Le soir, l’excitation monte. Fahrid nous avoue qu’il a peur de nous retarder ; c’est vrai qu’avec ses problèmes de genoux, ça lui prend du temps de descendre. Je le rassure ; on est une team, chaque rythme est un bon rythme ! Ashkan nous explique le programme du lendemain, à commencer par le réveil à 4h. Ouch.
Nous nous couchons mais aucun de nous ne réussi vraiment à dormir. Lorsque le réveil sonne, je n’ai toujours pas dormi. Peu importe, une grosse journée nous attend. On prend le petit-déjeuner à la frontale car à cette heure-ci, les panneaux solaires n’ont pas grand chose à offrir. Nous devons attendre une demi-heure que le responsable nous ouvre la cuisine et prenons du retard sur le programme.
Un peu avant 5h, nous partons en quête du sommet, à la frontale. La rythme est bon, le souffle essaie de suivre. Le soleil se lève derrière nous. Le vent s’absente la matinée, nous lui en sommes reconnaissants. Il ne fait pas trop froid, mais l’ascension est difficile. Stephan est venu en vélo depuis l’Allemagne, il est le seul à avoir une condition physique un tant soit peu maintenue. Vers 4800m, je peine vraiment mais prends ma revanche sur le Mont Blanc ; quel plaisir ! Je prends un rythme à moi pour survire vers 5000m. Tobi peine encore plus, il doit s’arrêter après chaque trois pas. Fahrid suit en retrait avec Zara. Stephan mène la marche aux côtés de Ashkan. Moi je suis au milieu de tout ce beau monde et me concentre sur mes pas, c’est fou ce que l’on va loin en se répétant “un, deux, trois”.
Notre bon rythme se transforme en un rythme acceptable.

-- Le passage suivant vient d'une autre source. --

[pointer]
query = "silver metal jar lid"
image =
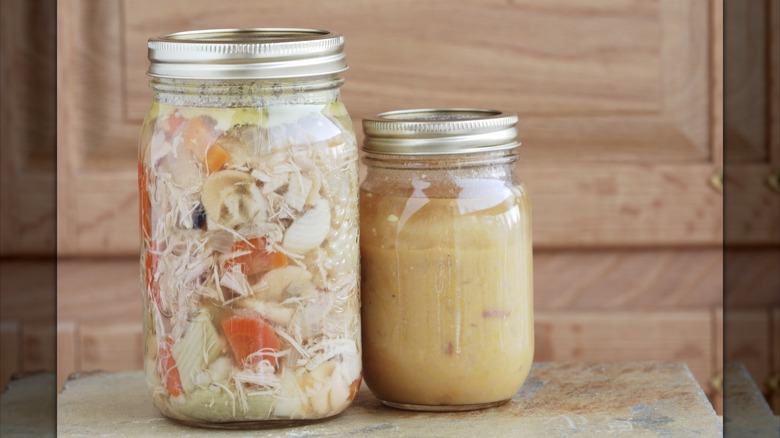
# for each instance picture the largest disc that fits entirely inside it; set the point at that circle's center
(440, 131)
(246, 54)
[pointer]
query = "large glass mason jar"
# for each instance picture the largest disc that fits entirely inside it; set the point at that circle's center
(247, 176)
(446, 260)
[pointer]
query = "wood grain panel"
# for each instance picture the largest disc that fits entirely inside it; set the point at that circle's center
(27, 158)
(745, 47)
(716, 394)
(574, 206)
(747, 340)
(627, 336)
(10, 362)
(38, 346)
(752, 216)
(612, 279)
(584, 97)
(95, 290)
(99, 290)
(27, 290)
(751, 280)
(67, 351)
(582, 91)
(110, 346)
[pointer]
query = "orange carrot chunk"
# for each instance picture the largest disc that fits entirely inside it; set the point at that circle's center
(145, 203)
(249, 334)
(260, 259)
(198, 135)
(216, 157)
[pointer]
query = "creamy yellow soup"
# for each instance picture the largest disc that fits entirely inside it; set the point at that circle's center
(447, 304)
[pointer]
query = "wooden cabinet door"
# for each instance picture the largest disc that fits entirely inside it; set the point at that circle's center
(27, 155)
(618, 102)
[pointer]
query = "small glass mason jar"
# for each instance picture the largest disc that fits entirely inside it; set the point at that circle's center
(446, 276)
(248, 180)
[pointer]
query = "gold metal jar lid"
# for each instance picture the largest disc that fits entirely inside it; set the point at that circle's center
(246, 54)
(440, 131)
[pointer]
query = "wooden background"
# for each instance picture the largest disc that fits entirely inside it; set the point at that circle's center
(620, 106)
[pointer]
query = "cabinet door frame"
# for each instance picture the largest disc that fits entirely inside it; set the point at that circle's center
(581, 203)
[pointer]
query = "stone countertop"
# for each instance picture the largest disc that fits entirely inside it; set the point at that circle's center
(634, 399)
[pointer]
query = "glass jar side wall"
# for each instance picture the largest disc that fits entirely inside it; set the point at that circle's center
(249, 251)
(446, 281)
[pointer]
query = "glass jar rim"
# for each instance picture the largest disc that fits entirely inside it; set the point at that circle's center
(440, 131)
(256, 53)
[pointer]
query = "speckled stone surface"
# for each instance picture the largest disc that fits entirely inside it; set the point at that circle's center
(630, 399)
(746, 413)
(27, 406)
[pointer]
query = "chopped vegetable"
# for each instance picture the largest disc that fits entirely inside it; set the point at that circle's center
(199, 134)
(144, 201)
(232, 199)
(199, 346)
(175, 122)
(248, 334)
(152, 285)
(254, 257)
(216, 157)
(168, 370)
(355, 387)
(250, 265)
(199, 217)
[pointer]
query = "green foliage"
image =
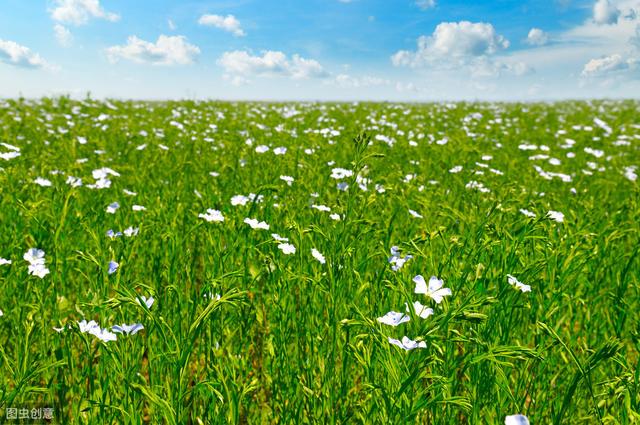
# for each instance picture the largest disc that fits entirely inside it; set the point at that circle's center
(291, 340)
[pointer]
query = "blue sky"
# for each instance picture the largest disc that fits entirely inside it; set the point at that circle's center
(413, 50)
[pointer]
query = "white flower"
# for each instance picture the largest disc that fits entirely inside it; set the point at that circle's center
(287, 179)
(38, 270)
(34, 256)
(556, 215)
(435, 289)
(147, 301)
(408, 344)
(421, 310)
(516, 420)
(36, 260)
(341, 173)
(87, 327)
(113, 267)
(630, 173)
(527, 213)
(112, 208)
(239, 200)
(393, 318)
(74, 181)
(9, 155)
(128, 329)
(42, 182)
(287, 248)
(519, 285)
(415, 214)
(396, 260)
(318, 256)
(321, 208)
(212, 215)
(131, 231)
(104, 335)
(255, 224)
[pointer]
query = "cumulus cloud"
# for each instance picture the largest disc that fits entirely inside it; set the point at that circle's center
(605, 13)
(167, 50)
(63, 35)
(426, 4)
(537, 37)
(227, 23)
(348, 81)
(13, 53)
(240, 65)
(79, 12)
(608, 65)
(486, 68)
(453, 41)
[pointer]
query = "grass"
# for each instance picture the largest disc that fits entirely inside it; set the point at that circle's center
(292, 340)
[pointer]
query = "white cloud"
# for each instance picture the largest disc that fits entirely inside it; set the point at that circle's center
(453, 42)
(426, 4)
(348, 81)
(537, 37)
(13, 53)
(605, 13)
(227, 23)
(607, 66)
(79, 12)
(239, 66)
(63, 35)
(486, 68)
(167, 50)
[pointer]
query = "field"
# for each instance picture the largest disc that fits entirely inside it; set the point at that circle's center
(528, 213)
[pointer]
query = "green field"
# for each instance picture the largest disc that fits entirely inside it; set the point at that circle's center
(243, 329)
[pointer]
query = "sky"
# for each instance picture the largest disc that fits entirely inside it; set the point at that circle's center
(342, 50)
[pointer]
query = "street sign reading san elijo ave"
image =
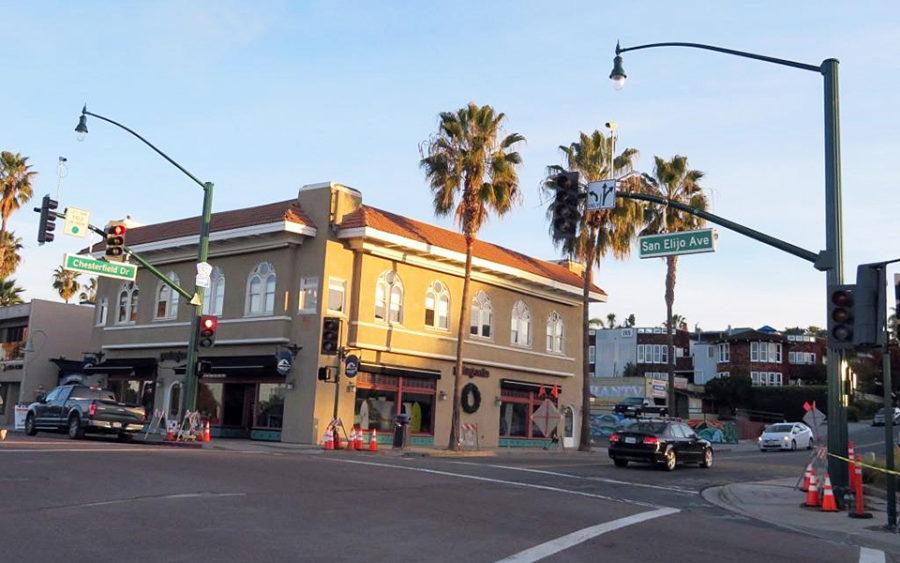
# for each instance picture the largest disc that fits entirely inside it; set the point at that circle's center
(88, 265)
(672, 244)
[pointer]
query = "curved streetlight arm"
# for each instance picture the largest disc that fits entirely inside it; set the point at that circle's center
(148, 143)
(784, 62)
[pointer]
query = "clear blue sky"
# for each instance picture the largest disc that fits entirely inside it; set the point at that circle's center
(263, 97)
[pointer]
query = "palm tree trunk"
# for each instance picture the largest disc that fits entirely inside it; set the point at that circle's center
(584, 443)
(671, 265)
(453, 443)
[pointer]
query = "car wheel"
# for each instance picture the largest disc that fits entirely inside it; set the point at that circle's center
(707, 459)
(30, 427)
(76, 432)
(671, 460)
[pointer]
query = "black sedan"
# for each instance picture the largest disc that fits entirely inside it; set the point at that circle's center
(666, 443)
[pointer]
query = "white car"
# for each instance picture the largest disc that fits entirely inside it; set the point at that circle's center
(786, 436)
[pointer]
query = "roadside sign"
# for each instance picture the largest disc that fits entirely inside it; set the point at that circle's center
(88, 265)
(76, 224)
(601, 195)
(673, 244)
(351, 365)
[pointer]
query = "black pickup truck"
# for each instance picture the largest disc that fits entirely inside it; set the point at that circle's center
(77, 409)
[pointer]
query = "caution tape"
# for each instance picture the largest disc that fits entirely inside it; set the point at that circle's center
(857, 462)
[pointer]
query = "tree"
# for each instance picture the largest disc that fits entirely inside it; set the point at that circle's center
(65, 282)
(88, 292)
(15, 189)
(12, 256)
(599, 233)
(673, 180)
(471, 170)
(10, 294)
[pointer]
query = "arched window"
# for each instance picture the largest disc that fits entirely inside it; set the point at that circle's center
(214, 298)
(481, 316)
(520, 325)
(437, 306)
(554, 333)
(127, 303)
(389, 298)
(102, 311)
(261, 290)
(167, 299)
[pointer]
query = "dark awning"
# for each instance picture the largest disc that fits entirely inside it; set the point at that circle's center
(398, 370)
(124, 367)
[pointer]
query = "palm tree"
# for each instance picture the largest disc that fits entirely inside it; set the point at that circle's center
(15, 188)
(11, 257)
(599, 233)
(88, 292)
(65, 282)
(471, 170)
(10, 293)
(673, 180)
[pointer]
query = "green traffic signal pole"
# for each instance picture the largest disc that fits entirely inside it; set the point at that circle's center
(832, 259)
(190, 378)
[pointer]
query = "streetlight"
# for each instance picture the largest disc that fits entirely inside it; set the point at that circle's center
(202, 253)
(831, 260)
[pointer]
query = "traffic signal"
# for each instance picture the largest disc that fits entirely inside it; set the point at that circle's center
(841, 301)
(331, 334)
(871, 305)
(48, 219)
(115, 241)
(208, 326)
(566, 208)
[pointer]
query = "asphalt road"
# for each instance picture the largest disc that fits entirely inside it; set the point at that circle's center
(96, 500)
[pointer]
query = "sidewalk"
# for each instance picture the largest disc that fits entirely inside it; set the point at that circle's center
(777, 502)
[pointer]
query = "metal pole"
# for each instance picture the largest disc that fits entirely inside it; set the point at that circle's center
(190, 372)
(837, 413)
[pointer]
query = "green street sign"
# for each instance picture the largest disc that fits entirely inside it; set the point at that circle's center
(88, 265)
(674, 244)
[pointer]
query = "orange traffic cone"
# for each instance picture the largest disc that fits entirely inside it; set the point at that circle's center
(812, 495)
(805, 485)
(828, 502)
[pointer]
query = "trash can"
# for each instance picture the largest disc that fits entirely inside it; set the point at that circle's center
(401, 430)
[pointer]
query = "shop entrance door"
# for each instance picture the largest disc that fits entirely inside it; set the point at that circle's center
(237, 409)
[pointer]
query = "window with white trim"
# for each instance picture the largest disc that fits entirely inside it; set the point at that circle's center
(214, 297)
(555, 333)
(480, 320)
(520, 324)
(128, 303)
(261, 290)
(102, 312)
(309, 294)
(167, 299)
(336, 290)
(437, 306)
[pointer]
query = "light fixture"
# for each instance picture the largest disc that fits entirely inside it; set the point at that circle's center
(81, 128)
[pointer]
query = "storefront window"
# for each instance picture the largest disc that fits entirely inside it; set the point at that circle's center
(270, 405)
(209, 401)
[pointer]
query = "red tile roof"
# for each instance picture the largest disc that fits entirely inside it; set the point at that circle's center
(288, 210)
(378, 219)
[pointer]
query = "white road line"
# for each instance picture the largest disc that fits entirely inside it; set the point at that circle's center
(583, 477)
(868, 555)
(552, 547)
(491, 480)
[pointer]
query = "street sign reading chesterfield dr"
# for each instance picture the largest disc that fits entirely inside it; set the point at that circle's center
(88, 265)
(672, 244)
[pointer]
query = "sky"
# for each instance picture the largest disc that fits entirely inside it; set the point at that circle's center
(264, 97)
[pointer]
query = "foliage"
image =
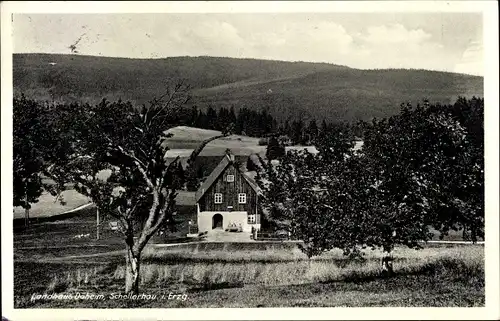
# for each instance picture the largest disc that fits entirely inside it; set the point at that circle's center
(28, 152)
(427, 166)
(115, 155)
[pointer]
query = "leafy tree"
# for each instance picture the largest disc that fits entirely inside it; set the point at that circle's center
(312, 196)
(251, 165)
(421, 168)
(312, 131)
(426, 171)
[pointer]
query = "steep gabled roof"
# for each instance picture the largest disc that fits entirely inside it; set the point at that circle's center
(225, 162)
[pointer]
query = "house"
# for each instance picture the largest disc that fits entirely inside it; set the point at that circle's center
(228, 197)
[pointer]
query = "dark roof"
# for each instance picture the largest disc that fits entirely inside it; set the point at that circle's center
(227, 160)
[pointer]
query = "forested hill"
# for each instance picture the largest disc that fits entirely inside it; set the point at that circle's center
(285, 89)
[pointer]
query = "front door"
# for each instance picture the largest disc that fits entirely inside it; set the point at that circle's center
(217, 221)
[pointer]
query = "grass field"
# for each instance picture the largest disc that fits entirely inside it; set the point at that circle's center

Nous atteignons bientôt le “fake summit” ; celui que l’on voit depuis tout en bas, mais qui n’est pas le sommet bien sûr. Depuis là, nous sommes à une heure du vrai sommet. Tobi galère un peu, il souffre vraiment. Moi je galère un peu aussi, mais je veux en finir avec ce sommet et ne pas m’arrêter. Stephan est on fire, Fahrid toujours derrière.
Le souffre nous accueille à 5550m. Le manque d’oxygène couplé au souffre qui nous arrive en pleine gueule n’est pas simple à gérer. Mais la vue, la vue !!! C’est époustouflant. Encore quelques pas et une mauvaise blague de Ashkan qui nous dit qu’on en a encore pour trente minutes (blague incomprise, probablement dû à l’altitude qui nous a rendus stupides). Soulagés d’apprendre que le sommet est là, l’émotion nous prend. On se serre dans les bras. Nous abandonnons quelques larmes, des larmes de fierté et de soulagement, des larmes d’une inexplicable paix, larmes de douceur.
Nous aurons mis 6h à atteindre le cratère.
Nous sommes sur le plus haut volcan d’Asie et sur la plus haute montagne du moyen orient. Comme par magie, nous sommes soudainement pleins d’énergie et courons d’un bout à l’autre du cratère prenant masse photos et encrant profondément ce souvenir dans nos mémoires. Photos de groupes avec caméra digitale, photos de groupe avec caméra analogique, photo de groupe avec téléphone : tout y passe.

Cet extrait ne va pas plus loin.